The Sloths are hanging listlessly in the branches of government sending emergency aid to an increasing number of disaster areas, allowing oil pipelines and exports of oil, gas and coal. Money to improve energy efficiency or to switch to renewable energy is just a few inches from the sloths reach and he is pondering whether it’s worth the effort.

So with these animals running the zoo, things have not gone well.
Since the Kyoto Protocol world greenhouse gas emissions have risen by an average of two percent each year.
Of the ten hottest years recorded since 1880, nine have occurred in this decade.
The word from government isn’t “avoid” or “protect” any longer. It’s resilience.
Resilience is the new “Duck and Cover” from the Cold War where children were taught to hide under their desk in case of a nuclear exchange that would destroy life on earth.
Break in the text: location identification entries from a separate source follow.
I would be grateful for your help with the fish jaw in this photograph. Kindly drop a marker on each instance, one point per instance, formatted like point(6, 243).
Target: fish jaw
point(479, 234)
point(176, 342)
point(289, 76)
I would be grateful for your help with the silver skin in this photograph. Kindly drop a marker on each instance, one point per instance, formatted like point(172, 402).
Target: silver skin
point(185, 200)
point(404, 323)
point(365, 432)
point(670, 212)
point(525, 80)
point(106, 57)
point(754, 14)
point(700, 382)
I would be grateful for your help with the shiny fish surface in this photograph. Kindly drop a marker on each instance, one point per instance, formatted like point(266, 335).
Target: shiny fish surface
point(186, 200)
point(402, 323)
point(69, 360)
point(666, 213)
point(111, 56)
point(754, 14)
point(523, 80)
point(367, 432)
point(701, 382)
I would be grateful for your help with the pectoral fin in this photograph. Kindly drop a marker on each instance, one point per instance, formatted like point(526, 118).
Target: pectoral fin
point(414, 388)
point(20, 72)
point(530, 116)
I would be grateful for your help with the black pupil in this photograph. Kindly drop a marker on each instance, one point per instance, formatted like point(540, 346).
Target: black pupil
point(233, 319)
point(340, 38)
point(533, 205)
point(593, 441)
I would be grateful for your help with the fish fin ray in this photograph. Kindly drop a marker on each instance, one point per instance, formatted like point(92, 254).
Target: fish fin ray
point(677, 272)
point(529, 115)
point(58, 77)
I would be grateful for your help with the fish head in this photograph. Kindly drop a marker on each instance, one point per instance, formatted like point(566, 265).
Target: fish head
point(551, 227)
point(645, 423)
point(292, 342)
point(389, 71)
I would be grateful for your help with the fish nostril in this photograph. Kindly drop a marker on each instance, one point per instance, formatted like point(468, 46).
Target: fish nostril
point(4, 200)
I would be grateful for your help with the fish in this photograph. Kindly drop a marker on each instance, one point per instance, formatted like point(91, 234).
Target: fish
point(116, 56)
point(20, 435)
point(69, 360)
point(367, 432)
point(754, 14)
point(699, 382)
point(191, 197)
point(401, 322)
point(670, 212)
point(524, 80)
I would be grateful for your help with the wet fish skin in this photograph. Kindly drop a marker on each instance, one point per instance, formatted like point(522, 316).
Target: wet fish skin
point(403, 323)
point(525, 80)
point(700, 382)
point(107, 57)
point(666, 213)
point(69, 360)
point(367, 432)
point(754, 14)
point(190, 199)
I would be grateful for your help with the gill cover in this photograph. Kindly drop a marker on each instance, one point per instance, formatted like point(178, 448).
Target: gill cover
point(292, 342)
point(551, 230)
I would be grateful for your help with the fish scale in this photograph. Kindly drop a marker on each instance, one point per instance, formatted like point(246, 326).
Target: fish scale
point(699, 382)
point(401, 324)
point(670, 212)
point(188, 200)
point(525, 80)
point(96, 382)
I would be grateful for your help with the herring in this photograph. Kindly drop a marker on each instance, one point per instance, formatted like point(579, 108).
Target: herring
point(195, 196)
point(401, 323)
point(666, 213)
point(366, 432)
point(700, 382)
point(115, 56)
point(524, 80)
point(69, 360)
It means that we are willing to spend far more to try to patch a broken world than it would cost to protect it now.

If a foreign army or terrorist group attacked a square foot of American soil, we would sacrifice our lives and treasure to reclaim that soil and bring the invaders to justice. But what do we do when it is us attacking our planet with our needless carbon emissions? Who do we gas, bomb or electrocute then?

Scientists can no longer be patient, quiet or neutral as this war is waged upon our world.
Our future demands that we play a deep role in realigning human endeavor with our natural world.
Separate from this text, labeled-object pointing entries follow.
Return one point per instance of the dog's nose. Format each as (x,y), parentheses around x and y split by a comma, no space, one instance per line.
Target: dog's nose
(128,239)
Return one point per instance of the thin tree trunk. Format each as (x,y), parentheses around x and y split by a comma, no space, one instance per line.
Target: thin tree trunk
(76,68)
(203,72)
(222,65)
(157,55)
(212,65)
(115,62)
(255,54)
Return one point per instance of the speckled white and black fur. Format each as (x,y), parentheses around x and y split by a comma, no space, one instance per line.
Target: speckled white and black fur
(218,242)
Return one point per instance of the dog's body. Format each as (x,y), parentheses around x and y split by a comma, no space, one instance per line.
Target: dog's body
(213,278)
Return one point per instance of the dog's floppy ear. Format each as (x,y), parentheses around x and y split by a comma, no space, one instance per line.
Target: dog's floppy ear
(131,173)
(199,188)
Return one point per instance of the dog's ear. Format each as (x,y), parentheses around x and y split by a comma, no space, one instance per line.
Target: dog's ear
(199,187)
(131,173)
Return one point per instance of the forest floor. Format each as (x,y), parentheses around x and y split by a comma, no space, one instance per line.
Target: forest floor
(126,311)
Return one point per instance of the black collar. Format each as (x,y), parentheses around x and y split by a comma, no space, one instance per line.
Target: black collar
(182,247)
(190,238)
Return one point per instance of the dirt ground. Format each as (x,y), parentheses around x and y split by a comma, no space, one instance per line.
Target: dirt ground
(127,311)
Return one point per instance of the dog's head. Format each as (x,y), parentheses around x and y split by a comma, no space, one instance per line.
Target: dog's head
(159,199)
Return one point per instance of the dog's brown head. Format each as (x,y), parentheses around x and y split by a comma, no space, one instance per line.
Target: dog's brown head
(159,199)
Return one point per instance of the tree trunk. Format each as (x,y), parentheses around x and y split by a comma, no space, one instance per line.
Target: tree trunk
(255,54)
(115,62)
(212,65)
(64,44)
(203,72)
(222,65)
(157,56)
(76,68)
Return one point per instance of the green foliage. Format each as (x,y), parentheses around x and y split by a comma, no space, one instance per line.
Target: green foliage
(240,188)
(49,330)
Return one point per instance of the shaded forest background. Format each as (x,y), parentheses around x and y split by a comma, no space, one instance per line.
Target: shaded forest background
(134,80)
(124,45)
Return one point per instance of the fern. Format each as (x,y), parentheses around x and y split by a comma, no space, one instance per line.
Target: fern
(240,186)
Once we pretended to be the controllers of the world, somehow above and apart from nature.
But we now know that we are woven inexorably within the web of the living systems of our world.
Incentives that allow the few to profit as they poison our earth, our air and our bodies can no longer be tolerated.
The true costs of dirty energy should not be paid with the health of our citizens and the future of our world. Shifting the costs of pollution onto governments and citizens is not true capitalism or free enterprise but plunder and folly.
Scientists, health experts and economists must now join together to demonstrate the true costs of pollution and the economic viability of renewable energy.

And let’s join with some good lawyers.

As scientists we collect and analyze data using sound scientific principals and standards.

Lawyers call this evidence.

Just as tobacco companies had to pay for some of the health costs of their products, the coal and petroleum industries should pay for some of the damage they have done to our air and our health. They should carry insurance and bonds against future health and damage claims.

This will change the economics of pollution. No longer will those who pollute the air and water remain free of the health, economic and social costs that they create for others to bear. And the money from these payments will help develop and implement clean and truly cheap energy sources for our world.
At last, our free enterprise system will be able to choose energy, technology and industry that is truly efficient and sustainable.

In this experiment we are not chained and blindfolded like Houdini, but free to move inside the invisible box of our atmosphere like Marcel Marceau to create solutions that will protect us and our world. Let us not miss this critical moment to create a non-smoking planet.
It is time for science—for us– to save the world.